4.1 Evaluation of Uncorrelated Nested Expressions Although LINQ queries' execution is deferred, an execution strategy of some expressions comprising LINQ queries can be immediate. Such expressions are evaluated locally in the place of the definition. Some operators, like aggregate functions returning a single value instead of a queryable data source, force immediate execution of a query. The query in Listing 2 contains such an expression determining the greatest unit price in the products’ collection. However, it will not be evaluated until execution of maxQuery since it is contained in a lambda expression defining a
selection predicate for the Where method. Analysing the query, it becomes obvious that the nested expression will be executed multiple times, since it is a part of the lambda abstraction (specifying the selection predicate) called against each product (the external Where operator induces a loop iterating over elements of the products' collection). This form is not efficient and makes the computational complexity quadratic (i.e., O(n2)). However, the expression determining the greatest unit price among products is independent of the parent query and could be evaluated just once. Let us refer to such constructs as “free expressions”. In order to improve query performance, a programmer must transform it. A natural way for optimisation seems to be factoring out of the problematic free subexpression to a separate instruction and assigning it to a new variable (see Listing 3). The changes could also be presented in the LINQ query expression, but because the form with extension methods is actually executed, it will be a basis for this study. var nestedMaxPrice = products.Max(p2=>p2.unitPrice); var maxQuery = products.

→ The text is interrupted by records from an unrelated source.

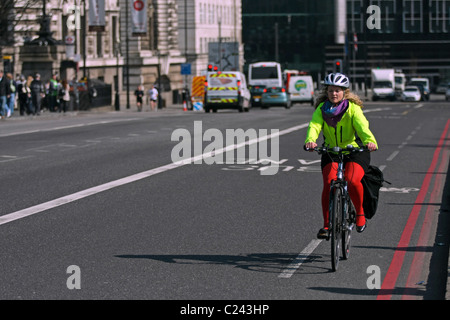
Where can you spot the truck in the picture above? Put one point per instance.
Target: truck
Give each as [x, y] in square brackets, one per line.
[424, 86]
[226, 90]
[198, 92]
[301, 89]
[383, 84]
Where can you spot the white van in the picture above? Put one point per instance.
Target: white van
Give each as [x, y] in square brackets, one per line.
[301, 89]
[226, 90]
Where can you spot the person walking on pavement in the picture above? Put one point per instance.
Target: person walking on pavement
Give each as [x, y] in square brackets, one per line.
[64, 96]
[37, 93]
[24, 95]
[5, 92]
[153, 96]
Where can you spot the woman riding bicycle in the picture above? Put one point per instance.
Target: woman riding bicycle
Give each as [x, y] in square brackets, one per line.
[339, 115]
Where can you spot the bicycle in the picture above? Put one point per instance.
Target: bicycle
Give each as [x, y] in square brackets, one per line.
[342, 211]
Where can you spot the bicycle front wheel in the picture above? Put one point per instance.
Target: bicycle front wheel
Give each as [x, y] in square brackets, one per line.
[336, 226]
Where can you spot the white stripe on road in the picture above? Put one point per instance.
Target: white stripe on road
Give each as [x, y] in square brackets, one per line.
[139, 176]
[297, 262]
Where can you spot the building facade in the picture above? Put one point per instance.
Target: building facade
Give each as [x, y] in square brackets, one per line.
[309, 35]
[177, 32]
[206, 22]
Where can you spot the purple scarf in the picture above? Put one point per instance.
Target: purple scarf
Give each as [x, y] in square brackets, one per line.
[332, 114]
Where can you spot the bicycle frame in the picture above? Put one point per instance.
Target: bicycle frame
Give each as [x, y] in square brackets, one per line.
[342, 217]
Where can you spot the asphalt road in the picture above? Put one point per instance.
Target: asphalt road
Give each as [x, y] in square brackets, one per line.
[94, 207]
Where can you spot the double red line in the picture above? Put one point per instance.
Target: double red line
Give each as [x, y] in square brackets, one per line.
[388, 285]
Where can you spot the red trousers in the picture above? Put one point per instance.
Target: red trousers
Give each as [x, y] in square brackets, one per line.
[353, 174]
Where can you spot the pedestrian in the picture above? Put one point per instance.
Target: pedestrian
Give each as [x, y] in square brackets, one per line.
[64, 96]
[139, 93]
[5, 92]
[37, 93]
[11, 101]
[339, 115]
[53, 93]
[24, 95]
[153, 96]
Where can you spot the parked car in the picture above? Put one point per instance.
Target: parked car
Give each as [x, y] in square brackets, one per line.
[423, 89]
[442, 87]
[275, 96]
[226, 90]
[411, 93]
[256, 92]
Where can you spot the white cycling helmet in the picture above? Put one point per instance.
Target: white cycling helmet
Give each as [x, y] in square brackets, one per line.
[337, 79]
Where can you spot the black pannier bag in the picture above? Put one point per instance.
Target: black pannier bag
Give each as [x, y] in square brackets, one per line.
[372, 182]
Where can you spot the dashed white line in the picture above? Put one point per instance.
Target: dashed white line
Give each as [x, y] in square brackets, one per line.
[297, 262]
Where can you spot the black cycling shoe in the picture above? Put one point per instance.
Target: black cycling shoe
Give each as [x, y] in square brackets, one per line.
[323, 233]
[362, 228]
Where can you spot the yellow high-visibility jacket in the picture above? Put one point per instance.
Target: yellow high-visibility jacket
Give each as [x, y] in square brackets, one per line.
[353, 121]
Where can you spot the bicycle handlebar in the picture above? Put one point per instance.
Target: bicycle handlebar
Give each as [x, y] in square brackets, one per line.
[349, 148]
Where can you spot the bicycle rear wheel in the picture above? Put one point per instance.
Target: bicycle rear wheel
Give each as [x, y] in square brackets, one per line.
[348, 217]
[336, 227]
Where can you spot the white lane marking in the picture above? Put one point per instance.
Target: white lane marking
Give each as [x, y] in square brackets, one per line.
[297, 262]
[116, 183]
[393, 155]
[8, 134]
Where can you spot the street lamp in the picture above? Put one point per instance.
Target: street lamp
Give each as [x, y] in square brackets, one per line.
[117, 102]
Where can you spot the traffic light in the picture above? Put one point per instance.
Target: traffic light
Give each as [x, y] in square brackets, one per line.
[337, 65]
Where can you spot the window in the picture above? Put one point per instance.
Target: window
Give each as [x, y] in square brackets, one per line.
[412, 16]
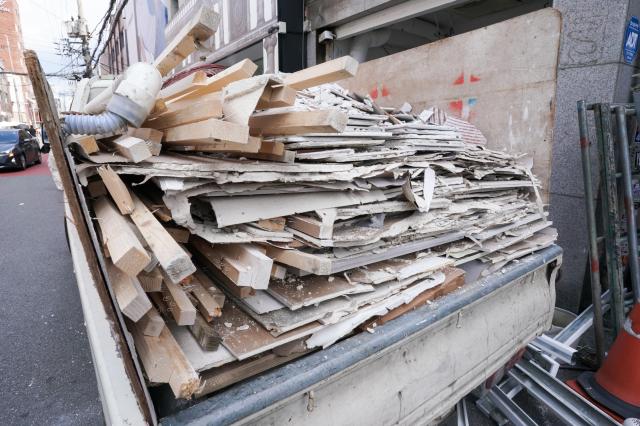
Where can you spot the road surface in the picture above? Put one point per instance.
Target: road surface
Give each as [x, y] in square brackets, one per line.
[45, 361]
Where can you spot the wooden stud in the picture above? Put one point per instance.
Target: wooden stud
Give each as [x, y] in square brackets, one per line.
[164, 362]
[125, 249]
[117, 189]
[178, 303]
[238, 71]
[151, 281]
[172, 258]
[198, 110]
[201, 26]
[299, 122]
[132, 300]
[151, 323]
[326, 72]
[211, 131]
[134, 149]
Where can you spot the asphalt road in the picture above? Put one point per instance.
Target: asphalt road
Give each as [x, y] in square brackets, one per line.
[46, 370]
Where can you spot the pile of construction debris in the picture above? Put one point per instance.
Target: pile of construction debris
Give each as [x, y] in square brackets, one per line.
[253, 219]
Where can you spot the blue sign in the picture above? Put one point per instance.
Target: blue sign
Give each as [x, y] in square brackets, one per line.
[631, 40]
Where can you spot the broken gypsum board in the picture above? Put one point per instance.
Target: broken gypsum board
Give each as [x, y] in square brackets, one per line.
[243, 209]
[322, 265]
[298, 292]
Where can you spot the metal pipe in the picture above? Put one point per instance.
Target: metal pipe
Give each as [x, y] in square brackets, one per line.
[632, 230]
[596, 288]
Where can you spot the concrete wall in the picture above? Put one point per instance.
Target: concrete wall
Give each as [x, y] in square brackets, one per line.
[591, 67]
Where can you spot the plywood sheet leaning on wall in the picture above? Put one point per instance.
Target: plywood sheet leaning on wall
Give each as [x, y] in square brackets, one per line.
[503, 80]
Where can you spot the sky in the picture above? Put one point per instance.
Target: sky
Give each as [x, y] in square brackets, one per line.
[42, 24]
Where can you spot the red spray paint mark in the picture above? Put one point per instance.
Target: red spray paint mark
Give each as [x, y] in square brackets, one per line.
[456, 106]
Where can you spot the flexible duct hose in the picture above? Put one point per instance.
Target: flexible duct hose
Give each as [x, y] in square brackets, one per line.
[105, 123]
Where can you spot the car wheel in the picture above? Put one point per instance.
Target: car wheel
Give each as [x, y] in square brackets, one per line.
[22, 162]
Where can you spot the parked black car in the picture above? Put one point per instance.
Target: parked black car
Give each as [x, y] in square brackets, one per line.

Where(p => nestedMaxPrice == p.unitPrice). Select(p => p.productName);
Listing 3 Example 1 – loops in separate instructions. A result of the transformation shown in Listing 3 may seem effective. The solution is more efficient (a linear computational complexity) than the query in Listing 2. However, a part of the original query specified in the nestedMaxPrice variable is executed but the other part remains deferred to the moment of an actual demand. It is possible that data in a collection may change between creation of a query and its evaluation. The original query form (and the programmer’s intention) is insusceptible to it – the query is always completely executed on a current data state. After immediate execution of the nested expression one cannot be sure about it – maxQuery can be evaluated when data needed for calculating the nestedMaxPrice subexpression got already modified. As a result of the transformation, there occurred a change of the query semantics that is very difficult to detect by a programmer or tests. Ultimately, a programmer is forced to resign from deferred execution of the whole query, which is shown in Listing 4. There exist several techniques to force immediate execution of a LINQ query. For example, the ToList method returns a list containing a materialised query result. var maxPrice = products.Max(p2=>p2.unitPrice); var maxQuery = products. Where(p => maxPrice == p.unitPrice). Select(p => p.productName).ToList();
Listing 4 Example 1 – fully immediate execution (linear computational complexity). Notice that the ToList operation should be applied also to a factored out expression if its evaluation strategy is lazy. It cannot be applied to the expression defining maxPrice due to its inherent immediate execution. In our previous paper we discuss details concerning factoring out of a construct evaluated lazily [34]. Due to explicit materialisation, reusing the optimised query against a different data state becomes troublesome. For an inexperienced programmer, a way of getting an appropriate query form can be too complicated. Without deeper knowledge on the LINQ internal semantics in a context of object data, obtaining optimal structure of code is a tricky, time-consuming and error-prone task. The example shows a lack of real independence of LINQ from a type of a data source. Despite the fact that LINQ allows unified processing on various types and sources of data, an actual execution plan relies on them. It seems that the basis for elaborating this layer of the language was mostly the integration of the object-relational mapping with a type system of a programming language (what also shows at the level of the LINQ query expression syntax and implementing providers [35]).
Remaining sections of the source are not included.